The post covered the top 10 skills for data scientists and 2 strategies for hiring them. Yet “communication” felt like a lone outlier among a list of highly quantitative skills, like managing structured data, mathematics, data mining and statistical modeling.

But indeed, the Business Broadway study the post cited showed that “communications” recurred the most frequently across a variety of data science roles.

When Thomas Davenport and D.J. Patil named “Data Scientist” the sexiest job of the 21st century in Harvard Business Review, they cited an enduring need “for data scientists to communicate in language that all their stakeholders understand – and to demonstrate the special skills involved in storytelling with data, whether verbally, visually, or – ideally – both.”

As a communicator who pivoted into marketing analytics, it’s heartening to to see data showing there’s a role and need for effective communication and storytelling skills.

And having led communications, the field is dramatically improved by data that demonstrates what works and what doesn’t, and helps predict how various audiences might respond to different communications strategies.

Beyond enabling data-driven decisions, clear communications about data can literally be a matter of life or death. Two fascinating examples crossed my path this morning in an article by Dr. Jenny Grant Rankin called Over-the-Counter Data: the heroics of well-displayed information.

The first example was an early use of data visualization in the summer of 1854. In London, 500 people died of mysterious causes in a 10-day period. A Dr. John Snow made his data user-friendly. He took a neighborhood map and noted the exact locations where people had died.

This pointed toward a local water pump that was the culprit in the spread of cholera. With this clearly displayed data, Dr. Snow was able to convince authorities to remove the pump’s handle in order to stop the outbreak.

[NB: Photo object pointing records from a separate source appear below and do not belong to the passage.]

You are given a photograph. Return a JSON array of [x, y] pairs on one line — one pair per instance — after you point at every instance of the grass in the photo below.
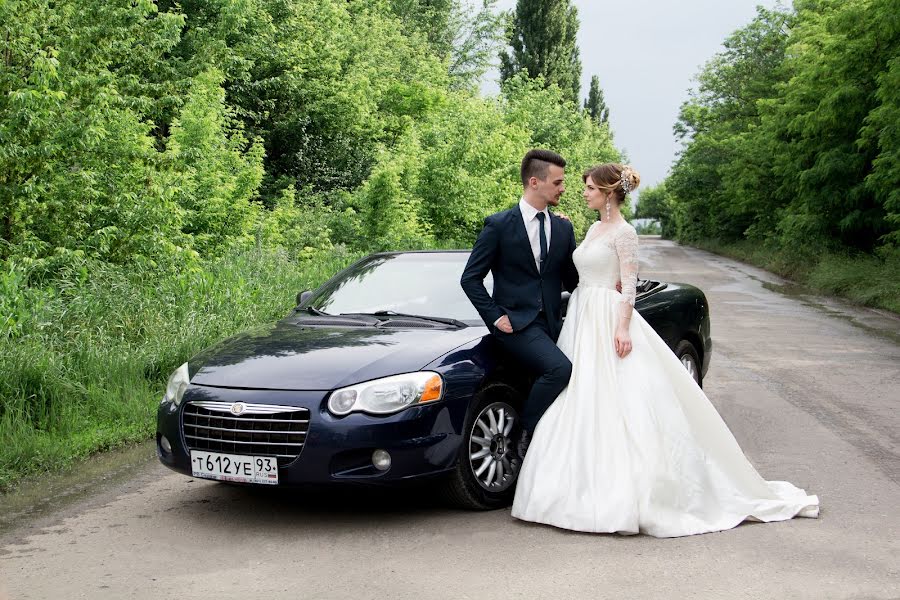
[[86, 355], [869, 280]]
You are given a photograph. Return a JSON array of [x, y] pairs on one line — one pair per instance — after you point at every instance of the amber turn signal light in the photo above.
[[434, 387]]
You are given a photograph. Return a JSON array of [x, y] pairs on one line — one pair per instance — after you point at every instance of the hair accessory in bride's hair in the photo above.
[[625, 178]]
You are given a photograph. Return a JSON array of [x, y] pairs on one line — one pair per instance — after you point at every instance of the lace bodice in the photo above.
[[608, 256]]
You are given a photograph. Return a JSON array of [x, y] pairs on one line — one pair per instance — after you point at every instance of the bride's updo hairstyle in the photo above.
[[614, 177]]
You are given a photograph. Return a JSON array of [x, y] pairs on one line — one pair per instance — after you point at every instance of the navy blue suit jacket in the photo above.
[[503, 249]]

Another example took a much more ominous turn. The night before the Space Shuttle Challenger launched in January 1986, NASA engineers and their supervisors looked at charts and data on the rocket’s O-ring function. This is what keeps hot gasses contained. Based on what they saw, the launch was cleared for takeoff.

But the available data was not displayed clearly. It showed failed launches, but not successful launches. And this led decision makers to overlook a critical piece of information – the O-rings worked properly only when the temperature was above 66 degrees. The day of the Challenger launch was 30 degrees below that. It was “so cold it does not even fit on the graph.” It’s still heart wrenching to recall the tragedy that occurred that day.

While thankfully the work of data scientists is rarely a life or death matter, these examples underscore the need for clarity in communicating data. For what cannot be understood cannot be implemented.